Reputation scores are driven by factors such as quality, innovation, being a step ahead of the competition, care about the wider community and commitment to sustainable practices.

Brand Finance managing director Richard Haigh tells Marketing Week, these brands will grow due to “strong performances” across the consultancy’s brand perception metrics.

“Open communication and efforts to drive customer engagement will be critical to protecting their reputation in the long run. Customers in the energy sector expect to interact with energy brands 24/7. Communicating and showing that they are working in their best interests will be key for long-term success,” says Haigh.

According to YouGov’s BrandIndex, Octopus Energy stands in better health than its much larger rivals with a top overall index score at 12.9, overall index takes into account a brand’s score across multiple metrics such as quality, value, reputation and satisfaction to name a few.

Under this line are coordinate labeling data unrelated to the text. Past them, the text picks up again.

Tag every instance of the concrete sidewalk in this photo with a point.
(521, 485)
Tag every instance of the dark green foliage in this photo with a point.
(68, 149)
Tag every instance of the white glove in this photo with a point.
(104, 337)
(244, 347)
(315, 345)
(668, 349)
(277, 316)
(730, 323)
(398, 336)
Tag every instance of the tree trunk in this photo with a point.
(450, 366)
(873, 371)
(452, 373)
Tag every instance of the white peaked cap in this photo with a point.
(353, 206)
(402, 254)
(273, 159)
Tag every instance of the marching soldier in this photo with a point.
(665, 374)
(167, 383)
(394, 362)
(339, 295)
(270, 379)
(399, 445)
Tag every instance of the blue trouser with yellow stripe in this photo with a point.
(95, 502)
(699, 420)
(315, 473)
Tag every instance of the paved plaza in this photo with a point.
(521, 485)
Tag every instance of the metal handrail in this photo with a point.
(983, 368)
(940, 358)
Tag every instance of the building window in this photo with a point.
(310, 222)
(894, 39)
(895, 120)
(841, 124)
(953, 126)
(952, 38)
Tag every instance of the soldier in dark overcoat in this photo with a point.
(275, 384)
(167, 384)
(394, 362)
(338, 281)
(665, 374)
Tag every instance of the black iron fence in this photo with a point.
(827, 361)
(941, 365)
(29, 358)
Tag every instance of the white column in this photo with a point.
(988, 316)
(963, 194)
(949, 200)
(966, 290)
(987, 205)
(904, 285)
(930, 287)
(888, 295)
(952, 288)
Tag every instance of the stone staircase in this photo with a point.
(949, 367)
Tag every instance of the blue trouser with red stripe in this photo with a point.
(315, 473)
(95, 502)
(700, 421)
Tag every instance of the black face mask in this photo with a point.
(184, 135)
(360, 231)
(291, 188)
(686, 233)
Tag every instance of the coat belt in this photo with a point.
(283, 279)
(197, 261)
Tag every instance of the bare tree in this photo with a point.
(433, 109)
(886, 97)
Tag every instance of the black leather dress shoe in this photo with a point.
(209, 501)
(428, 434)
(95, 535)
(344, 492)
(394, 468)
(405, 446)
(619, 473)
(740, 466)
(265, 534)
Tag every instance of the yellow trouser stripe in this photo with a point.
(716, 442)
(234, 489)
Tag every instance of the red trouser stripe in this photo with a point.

This dwarfs second-place EDF Energy at 5.1, Scottish and Southern Energy (SSE) further back at 3.3, British Gas with 3.2, E.ON with 2.5, Scottish Power and Npower bring up the rear at 1.1.

For value for money, Octopus is the clear leader with a score of 10 versus SSE’s -4, EDF Energy and E.ON score -5, while reputation also sees Octopus top by a big margin with a score of 13 and EDF in second with 5. SSE, E.ON and British Gas sit third with each scoring 3. 

Octopus only began operating in the UK in 2015 and its awareness among consumers is gaining on larger rivals (see chart above). YouGov began tracking the brand in 2019 when it had a score of 38.9 for awareness which has surged to 69 this month. For comparison, the larger brands average at 80.

For customer satisfaction, the bigger brands have an average positive score of 58.8%, but this is surpassed by Octopus Energy’s score of 89.1%.